Jordan Hot Springs is series of thermal mineral springs located in the Golden Trout Wilderness, Inyo National Forest, California.

==History==
Prior to European contact, the hot springs and the surrounding areas were used by the local Indigenous people for centuries as a summer encampment area. In 1857, John Jordan, a Texan, and his family moved to Tulare County during the gold and silver rush. Later, in 1861 he blazed a trail to the hot springs and filed a petition to build a toll road, called the Jordan Trail. The following year he drowned in the Kern River while navigating a raft across the river. In the late 19th century a grouping of log cabins and a logging camp was built.

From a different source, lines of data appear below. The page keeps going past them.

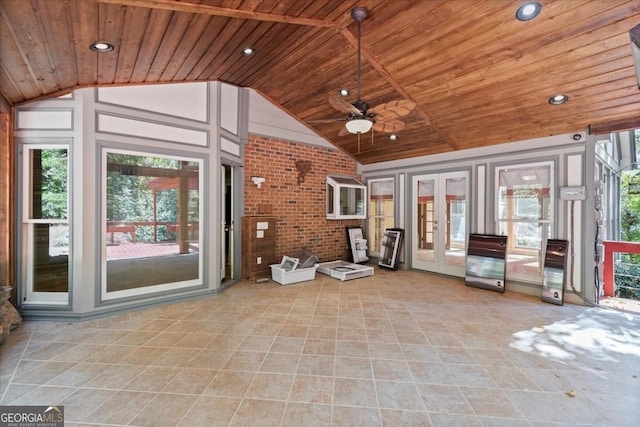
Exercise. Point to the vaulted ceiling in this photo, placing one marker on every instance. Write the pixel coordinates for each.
(477, 75)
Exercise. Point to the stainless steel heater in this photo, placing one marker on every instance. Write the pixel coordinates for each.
(486, 263)
(553, 274)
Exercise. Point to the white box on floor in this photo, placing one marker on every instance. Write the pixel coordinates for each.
(344, 270)
(287, 277)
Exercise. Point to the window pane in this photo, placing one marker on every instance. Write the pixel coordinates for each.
(152, 221)
(50, 257)
(49, 170)
(524, 214)
(381, 211)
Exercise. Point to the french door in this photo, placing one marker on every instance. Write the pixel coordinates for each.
(45, 224)
(439, 218)
(226, 213)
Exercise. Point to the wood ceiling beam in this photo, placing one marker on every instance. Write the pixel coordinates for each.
(398, 88)
(614, 126)
(5, 105)
(183, 6)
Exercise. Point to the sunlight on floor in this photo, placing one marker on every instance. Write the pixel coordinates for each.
(602, 334)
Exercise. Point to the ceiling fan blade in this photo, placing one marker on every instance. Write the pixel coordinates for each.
(393, 109)
(335, 120)
(341, 105)
(388, 126)
(343, 132)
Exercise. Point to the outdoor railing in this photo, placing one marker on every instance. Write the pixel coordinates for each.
(610, 247)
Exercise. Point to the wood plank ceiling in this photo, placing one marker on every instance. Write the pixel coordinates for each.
(477, 75)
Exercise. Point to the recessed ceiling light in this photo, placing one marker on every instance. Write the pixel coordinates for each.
(528, 11)
(101, 47)
(558, 99)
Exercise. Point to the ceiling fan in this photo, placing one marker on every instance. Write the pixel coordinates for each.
(362, 119)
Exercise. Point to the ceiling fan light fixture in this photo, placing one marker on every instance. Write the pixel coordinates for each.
(101, 47)
(558, 99)
(357, 126)
(528, 11)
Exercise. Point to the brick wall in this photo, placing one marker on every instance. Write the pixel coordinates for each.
(300, 209)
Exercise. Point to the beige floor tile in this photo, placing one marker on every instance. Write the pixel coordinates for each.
(444, 398)
(253, 412)
(164, 410)
(392, 370)
(245, 361)
(82, 402)
(351, 367)
(354, 392)
(229, 384)
(283, 363)
(144, 356)
(306, 414)
(395, 417)
(210, 359)
(356, 416)
(153, 378)
(120, 408)
(311, 364)
(115, 377)
(270, 386)
(399, 395)
(312, 389)
(78, 375)
(211, 412)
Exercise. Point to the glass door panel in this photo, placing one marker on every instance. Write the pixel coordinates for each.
(439, 222)
(455, 220)
(45, 225)
(152, 223)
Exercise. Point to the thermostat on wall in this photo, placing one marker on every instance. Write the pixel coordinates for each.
(572, 193)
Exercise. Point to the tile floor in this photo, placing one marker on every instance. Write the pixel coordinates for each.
(396, 349)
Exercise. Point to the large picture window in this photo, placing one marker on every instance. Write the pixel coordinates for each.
(152, 216)
(381, 211)
(524, 213)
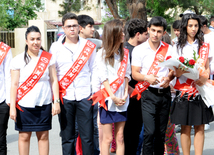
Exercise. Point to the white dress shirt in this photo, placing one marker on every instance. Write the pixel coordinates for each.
(40, 94)
(143, 56)
(209, 38)
(187, 53)
(64, 58)
(5, 78)
(106, 71)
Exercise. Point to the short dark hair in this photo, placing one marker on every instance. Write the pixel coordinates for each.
(176, 24)
(158, 21)
(69, 16)
(203, 19)
(84, 20)
(211, 19)
(136, 25)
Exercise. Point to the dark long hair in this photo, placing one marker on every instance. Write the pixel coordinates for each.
(30, 29)
(183, 31)
(112, 34)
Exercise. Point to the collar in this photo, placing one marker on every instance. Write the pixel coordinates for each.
(63, 37)
(195, 42)
(148, 46)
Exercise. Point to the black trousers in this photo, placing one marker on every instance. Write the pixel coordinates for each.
(4, 116)
(155, 111)
(82, 110)
(133, 126)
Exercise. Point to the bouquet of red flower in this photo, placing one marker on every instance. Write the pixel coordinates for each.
(188, 65)
(194, 67)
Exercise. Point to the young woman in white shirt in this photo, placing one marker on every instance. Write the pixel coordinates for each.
(117, 103)
(36, 104)
(192, 112)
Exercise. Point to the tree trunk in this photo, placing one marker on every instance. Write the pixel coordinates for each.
(112, 4)
(137, 9)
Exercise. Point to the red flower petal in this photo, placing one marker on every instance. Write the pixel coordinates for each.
(181, 59)
(168, 57)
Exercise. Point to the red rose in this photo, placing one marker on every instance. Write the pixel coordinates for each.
(181, 59)
(168, 57)
(191, 62)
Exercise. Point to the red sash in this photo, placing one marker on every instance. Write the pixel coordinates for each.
(34, 77)
(102, 94)
(4, 48)
(189, 86)
(75, 69)
(160, 55)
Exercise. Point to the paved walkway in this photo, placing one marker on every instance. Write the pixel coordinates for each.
(55, 141)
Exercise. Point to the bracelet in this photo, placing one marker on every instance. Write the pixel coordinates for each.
(144, 78)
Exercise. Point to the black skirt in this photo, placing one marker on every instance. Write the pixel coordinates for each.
(190, 112)
(34, 119)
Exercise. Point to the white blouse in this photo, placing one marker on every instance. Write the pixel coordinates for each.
(187, 53)
(5, 78)
(41, 93)
(106, 71)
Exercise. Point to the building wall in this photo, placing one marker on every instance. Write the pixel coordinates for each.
(51, 10)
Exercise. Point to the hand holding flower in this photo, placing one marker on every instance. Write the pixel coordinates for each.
(180, 70)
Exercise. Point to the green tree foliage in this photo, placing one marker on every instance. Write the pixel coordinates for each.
(23, 10)
(165, 8)
(72, 6)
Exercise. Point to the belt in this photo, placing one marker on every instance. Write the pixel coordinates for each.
(159, 91)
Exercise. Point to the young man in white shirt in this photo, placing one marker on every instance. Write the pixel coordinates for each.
(66, 52)
(176, 28)
(137, 32)
(87, 29)
(211, 23)
(5, 59)
(156, 99)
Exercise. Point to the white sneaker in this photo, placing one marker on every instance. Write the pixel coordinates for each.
(206, 127)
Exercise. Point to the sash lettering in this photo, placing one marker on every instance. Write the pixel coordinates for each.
(102, 94)
(4, 48)
(34, 77)
(189, 86)
(160, 55)
(75, 69)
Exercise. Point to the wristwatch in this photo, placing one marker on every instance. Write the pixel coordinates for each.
(57, 101)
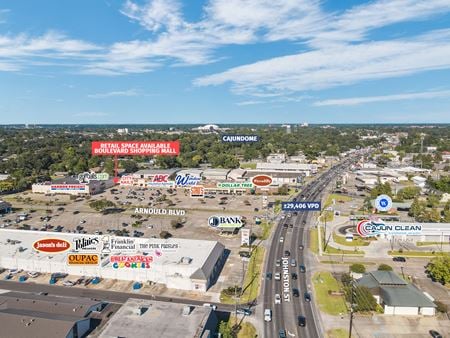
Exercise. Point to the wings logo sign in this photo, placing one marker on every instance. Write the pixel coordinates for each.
(367, 228)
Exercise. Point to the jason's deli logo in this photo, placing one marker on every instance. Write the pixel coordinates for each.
(86, 244)
(367, 228)
(187, 180)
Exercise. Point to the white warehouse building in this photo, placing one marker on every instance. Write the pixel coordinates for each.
(178, 263)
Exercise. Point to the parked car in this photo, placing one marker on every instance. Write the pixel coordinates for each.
(301, 321)
(307, 297)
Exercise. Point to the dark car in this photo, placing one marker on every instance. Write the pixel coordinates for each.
(301, 321)
(242, 311)
(307, 297)
(435, 334)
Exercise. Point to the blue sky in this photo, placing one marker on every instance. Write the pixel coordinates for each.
(224, 61)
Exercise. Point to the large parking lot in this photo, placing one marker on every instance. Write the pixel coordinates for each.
(62, 213)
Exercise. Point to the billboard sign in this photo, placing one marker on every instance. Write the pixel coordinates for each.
(131, 262)
(225, 221)
(86, 244)
(187, 181)
(51, 245)
(301, 206)
(83, 259)
(160, 181)
(245, 236)
(86, 177)
(68, 187)
(240, 138)
(126, 180)
(235, 185)
(368, 228)
(197, 191)
(262, 180)
(135, 148)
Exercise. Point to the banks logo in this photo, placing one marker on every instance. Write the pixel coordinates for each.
(262, 180)
(86, 244)
(51, 245)
(187, 180)
(225, 221)
(82, 259)
(367, 228)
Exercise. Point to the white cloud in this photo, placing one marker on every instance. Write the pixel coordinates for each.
(384, 98)
(128, 92)
(90, 114)
(340, 65)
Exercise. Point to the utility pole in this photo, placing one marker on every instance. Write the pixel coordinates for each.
(351, 310)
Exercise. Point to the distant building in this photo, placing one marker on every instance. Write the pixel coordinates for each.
(396, 296)
(208, 128)
(39, 316)
(139, 318)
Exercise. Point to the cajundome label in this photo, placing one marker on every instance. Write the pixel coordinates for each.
(367, 228)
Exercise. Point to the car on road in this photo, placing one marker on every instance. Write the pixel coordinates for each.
(301, 321)
(268, 315)
(245, 312)
(435, 334)
(277, 298)
(307, 297)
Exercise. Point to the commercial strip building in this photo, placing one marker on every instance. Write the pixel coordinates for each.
(140, 318)
(39, 316)
(178, 263)
(71, 186)
(396, 296)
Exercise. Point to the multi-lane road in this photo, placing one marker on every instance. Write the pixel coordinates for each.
(294, 231)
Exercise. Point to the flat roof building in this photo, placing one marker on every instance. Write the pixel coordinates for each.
(178, 263)
(38, 316)
(139, 318)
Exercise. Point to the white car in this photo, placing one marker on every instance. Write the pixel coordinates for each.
(277, 298)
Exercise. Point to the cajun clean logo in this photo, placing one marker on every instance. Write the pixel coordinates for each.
(51, 245)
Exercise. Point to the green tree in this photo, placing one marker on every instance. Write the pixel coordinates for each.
(384, 267)
(357, 268)
(439, 269)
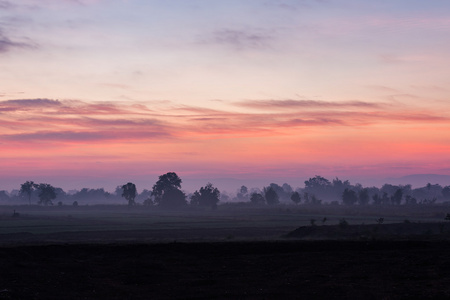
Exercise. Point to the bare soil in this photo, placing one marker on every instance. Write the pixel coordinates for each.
(100, 268)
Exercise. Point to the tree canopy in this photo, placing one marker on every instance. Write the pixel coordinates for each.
(47, 193)
(129, 192)
(208, 196)
(167, 191)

In 1992, Jordan Hot Springs received National Historic Landmark status.

==Description==
There are at least fourteen hot springs making up the Jordan Hot Springs system. Hot mineral water emerges from the springs at 120°F, and flows down to meet Nine Mile Creek where it cools and collects in a series of primitive rock-walled soaking pools of various temperatures. The average temperature of the water in the soaking pools is 104°F. The cooler soaking pools are 94°F. There is also a small, two-foot deep concrete-lined soaking pool.

The ruins of an abandoned early 20th century resort camp are nearby.

==Location==
The spring can be reached by way of a trail originating at the Blackrock Station, the trail descends 3,000 feet during the six mile hike to the springs; the moderately rigorous return hike ascends 3,000 feet. GPS coordinates: N 36 13.740 W 118 18.120.